# Half life 2 episode 1 walkthrough with images plz.



## cyborg47 (May 11, 2007)

hi everyone,
i need a walkthrough for the game Half life 2 Episode 1 with the images, Can anyone help?


----------



## Third Eye (May 11, 2007)

*www.gamefaqs.com/computer/doswin/file/927314/45815


----------



## thunderbird.117 (May 11, 2007)

The mission are quite easy. I also find it boring in some missions. 

I hope EP2 will be great. I also hope it will be longer.


----------



## cyborg47 (May 11, 2007)

Tech Genius said:
			
		

> *www.gamefaqs.com/computer/doswin/file/927314/45815


Thanx, but i've asked for the walkthrough woth the images like in www.visualwalkthroughs.com


----------



## thunderbird.117 (May 11, 2007)

cyborg47 said:
			
		

> Thanx, but i've asked for the walkthrough woth the images like in www.visualwalkthroughs.com




Hmm. I though people will understand video better than images. It seems i was wrong. A downgraded version.

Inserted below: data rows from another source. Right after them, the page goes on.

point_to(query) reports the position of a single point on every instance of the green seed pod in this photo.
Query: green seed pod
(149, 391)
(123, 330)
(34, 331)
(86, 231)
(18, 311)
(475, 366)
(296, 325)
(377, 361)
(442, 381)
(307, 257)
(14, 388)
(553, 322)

Anyways for the picture tutorial this may help :- *guides.ign.com/guides/740555/.


----------



## cooldip10 (May 14, 2007)

thunderbird.117 said:
			
		

> Hmm. I though people will understand video better than images. It seems i was wrong. A downgraded version.
> 
> Anyways for the picture tutorial this may help :- *guides.ign.com/guides/740555/.



IGN will be a fine choice


----------